Una parte que aparece como luz, guía, maestro interno o certeza espiritual también puede ser una parte. No por eso hay que rechazarla. Pero tampoco conviene obedecerla automáticamente.
A veces una parte aprende a vestirse de luz porque siente que solo así será escuchada. Si el sistema interno valora únicamente lo espiritual, algunas partes pueden intentar presentarse con ese lenguaje para conseguir atención, legitimidad o poder.
Esto no invalida las experiencias espirituales. Las vuelve más delicadas.
En IFS, una experiencia luminosa también puede ser recibida con respeto y curiosidad:
¿Qué quiere mostrar?
¿Qué teme que ocurra si no la seguimos?
¿A quién protege?
¿Desde dónde habla?
¿Cómo se siente hacia las demás partes?
La pregunta no es si algo parece elevado. La pregunta es si hay Self disponible para relacionarse con eso sin fusión, sin fascinación y sin rechazo.
Espiritualidad sin evasión
Aquí aparece una enseñanza muy importante para cualquier persona interesada en integrar IFS y espiritualidad: el Self no excluye a las partes difíciles para quedarse solo con las agradables.
El Self no hace una selección espiritual del sistema interno.
No dice: “esta parte es luminosa, entonces sí; esta parte es rabiosa, entonces no”.
No dice: “esta parte medita, entonces es superior; esta parte reclama, entonces estorba”.
El Self puede sonreír también a la parte crítica. Puede escuchar a la parte rebelde. Puede acercarse a la vergüenza. Puede reconocer a la parte que no quiere saber nada con la espiritualidad. Puede recibir incluso a la parte que usa un lenguaje sagrado para no sentir dolor.
Esa es una diferencia enorme.
La espiritualidad, cuando se integra bien con IFS, no sirve para escapar del sistema interno. Sirve para ampliar la presencia con la que podemos acercarnos a él.
No se trata de subir por encima de nuestras partes, sino de encontrar una presencia suficientemente amplia como para no dejar a ninguna afuera.
El Self como una disponibilidad
Holmes también ayuda a recordar que el Self no necesita entenderse como un estado permanente al que se llega de una vez y para siempre.
La mayor parte del tiempo, nuestra conciencia se mueve entre partes y Self. A veces hay más apertura. A veces nos mezclamos. A veces aparece claridad. A veces una parte toma el control.

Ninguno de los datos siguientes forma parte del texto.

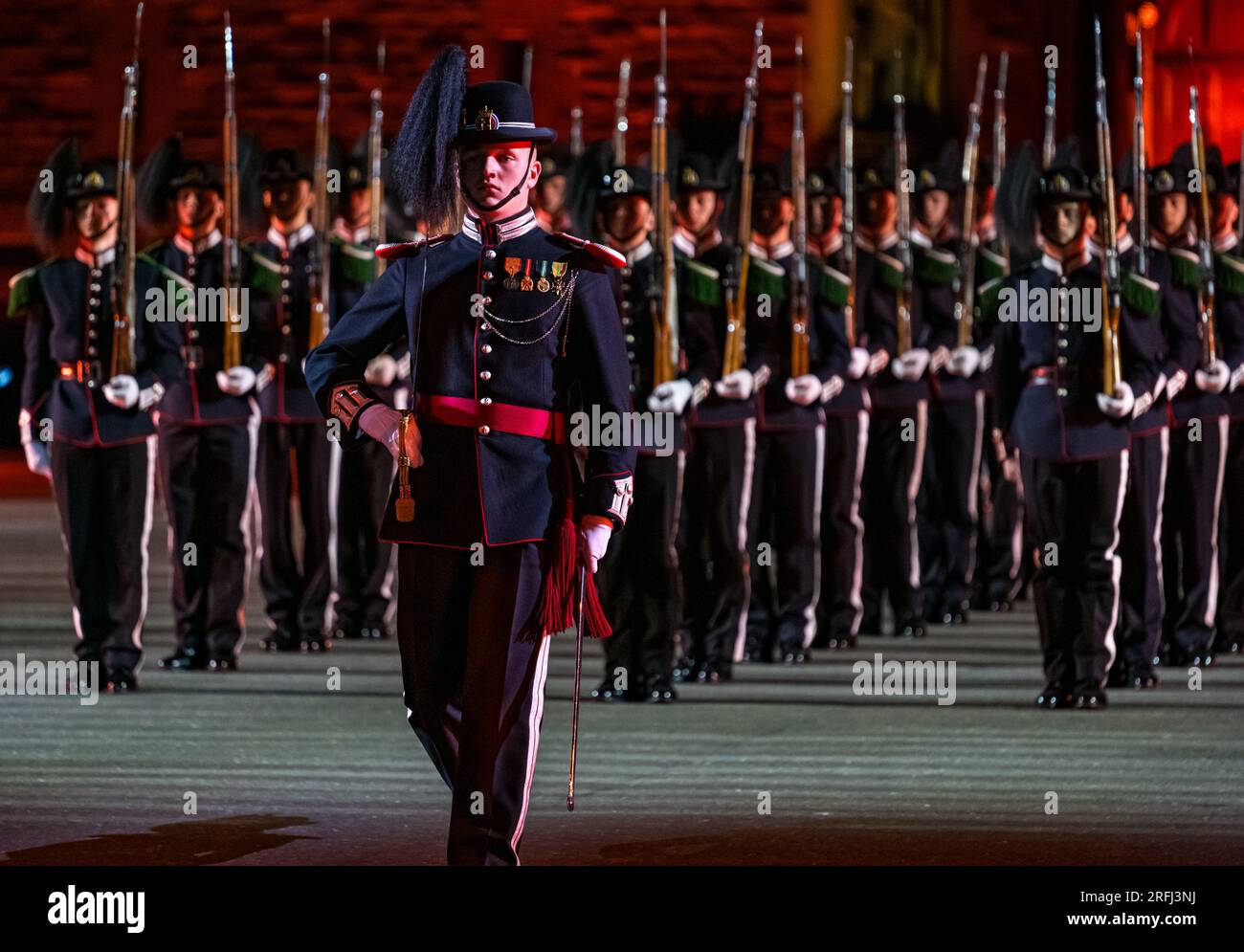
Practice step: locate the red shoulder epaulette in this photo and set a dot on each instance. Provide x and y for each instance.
(601, 253)
(407, 249)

Esto no significa que el trabajo esté fallando. Significa que el sistema interno está vivo.
El Self puede volverse más disponible con la práctica. No como una obligación espiritual, sino como una capacidad que se va reconociendo. Cada vez que una persona puede detenerse, notar una parte, no confundirse totalmente con ella y acercarse con un poco más de curiosidad, ya hay algo del Self disponible.
A veces no aparece como una gran experiencia de calma. A veces aparece apenas como un pequeño espacio.

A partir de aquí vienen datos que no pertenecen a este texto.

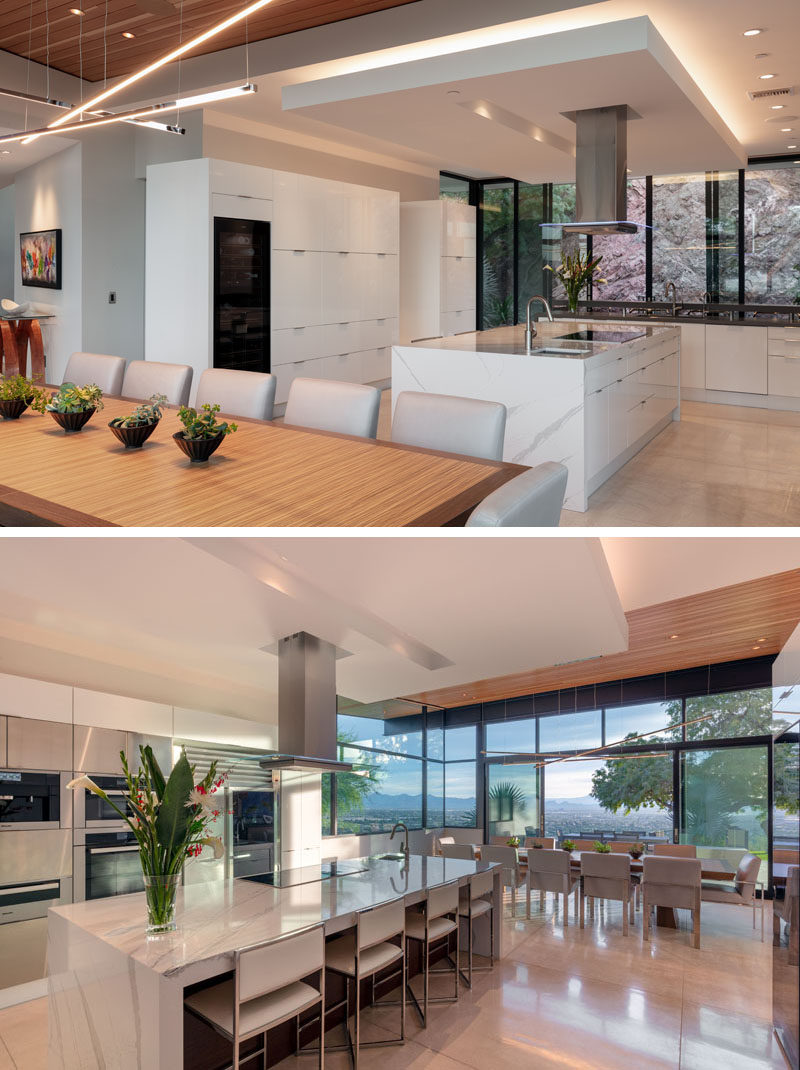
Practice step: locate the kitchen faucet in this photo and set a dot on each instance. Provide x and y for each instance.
(404, 846)
(529, 329)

Un instante antes de responder.
Una respiración antes de atacar.
Una mirada más amable hacia una parte que antes se rechazaba.
Una sonrisa interior hacia algo que estaba asustado.

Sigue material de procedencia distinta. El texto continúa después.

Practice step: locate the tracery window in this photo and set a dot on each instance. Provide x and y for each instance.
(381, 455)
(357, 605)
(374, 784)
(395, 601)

Esa imagen es muy hermosa: el Self puede sonreírle a las partes. No con superioridad, sino con reconocimiento.
Un puente valioso
Tom Holmes no necesita ser presentado como un gran teórico técnico del IFS para reconocer su importancia. Su aporte está en otro lugar.
Ayudó a hacer visible el mundo interno.
Mostró que el trabajo con partes puede ser comprendido por personas sin formación terapéutica.
Tendió puentes entre IFS, espiritualidad y lenguaje del corazón.
Y, sobre todo, recordó que la espiritualidad verdadera no debería dejar partes afuera.
Esa es quizá su enseñanza más valiosa.
Porque una espiritualidad que solo ama la luz puede volverse otra forma de rechazo. En cambio, una espiritualidad en diálogo con IFS puede aprender a mirar también lo difícil, lo incómodo, lo contradictorio y lo herido.
No para glorificar el dolor.
No para obedecer a cada parte.
No para confundir cualquier voz interna con sabiduría.
Sino para escuchar con discernimiento.
Tal vez el corazón, en este sentido, no sea el lugar donde desaparecen nuestras partes, sino el espacio donde por fin pueden ser recibidas sin tener que disfrazarse.